For full observability documentation and remediation guidance see learning-observability.md.

All env vars (complete list):

Var	Default	Effect
`MONAD_DEBUG_SCORING=1`	off	Log every scoring decision to console
`MONAD_SCORE_SAMPLE_RATE=0.01`	0	Sample ~1% of decisions to console
`MONAD_SCORE_MARGIN_THRESHOLD=0.05`	0.05	Force-log fragile decisions
`MONAD_EXPLORATION_RATE=0.15`	0	Explore runner-up in ~15% of fragile decisions
`MONAD_DECISION_LOG=/path/decisions.jsonl`	unset	Enable JSONL decision log
`MONAD_LEARNING_QUALITY_WEIGHT=0.7`	0.7	Quality vs latency blend in reward
`MONAD_DEBUG_WEIGHTS=1`	off	Log weight update after every forward
`MONAD_MESH_STALE_MS=300000`	300000	Staleness cutoff for claimants

Phase 9 — namespace-maturity blending (implemented)

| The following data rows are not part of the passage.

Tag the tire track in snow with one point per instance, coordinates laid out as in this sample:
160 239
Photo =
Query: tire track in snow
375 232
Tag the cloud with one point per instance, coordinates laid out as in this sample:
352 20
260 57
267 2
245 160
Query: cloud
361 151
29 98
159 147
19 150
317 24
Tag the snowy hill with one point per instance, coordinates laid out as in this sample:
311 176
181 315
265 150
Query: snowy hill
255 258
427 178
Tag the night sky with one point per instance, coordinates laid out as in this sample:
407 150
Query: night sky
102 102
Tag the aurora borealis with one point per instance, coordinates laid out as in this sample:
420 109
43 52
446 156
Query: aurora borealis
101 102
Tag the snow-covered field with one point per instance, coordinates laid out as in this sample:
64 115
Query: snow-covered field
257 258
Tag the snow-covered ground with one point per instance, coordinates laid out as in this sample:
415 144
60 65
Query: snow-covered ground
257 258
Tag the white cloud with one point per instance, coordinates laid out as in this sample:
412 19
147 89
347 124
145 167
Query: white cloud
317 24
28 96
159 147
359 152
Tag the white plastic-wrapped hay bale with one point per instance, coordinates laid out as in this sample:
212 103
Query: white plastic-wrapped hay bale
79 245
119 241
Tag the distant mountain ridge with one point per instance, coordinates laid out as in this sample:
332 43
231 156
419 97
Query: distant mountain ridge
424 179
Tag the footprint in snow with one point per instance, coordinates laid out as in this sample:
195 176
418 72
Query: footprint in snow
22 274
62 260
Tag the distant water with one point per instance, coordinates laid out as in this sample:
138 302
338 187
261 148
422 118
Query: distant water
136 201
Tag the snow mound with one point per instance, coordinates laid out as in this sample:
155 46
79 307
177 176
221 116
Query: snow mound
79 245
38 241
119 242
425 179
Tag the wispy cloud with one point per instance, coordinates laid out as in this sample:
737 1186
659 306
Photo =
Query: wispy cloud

Graduated transition from global prior to per-namespace weights, controlled by sample count:

const maturity = Math.min(1, nsSamples / 200);
selectionWeights = global * (1 - maturity) + namespace * maturity;

// Learning attribution: shared gradient, split by maturity
applyDelta(global,    delta * Math.max(0.05, 1 - maturity));
applyDelta(namespace, delta * maturity);

samples = 0 → 100% global selection, 100% global learning
samples = 100 → 50% blend; namespace learning accelerates
samples = 200+ → 100% namespace selection; global still receives 5% background signal
Global is never turned off — cross-namespace trends (e.g., latency universally predicting failures) must still reach the prior.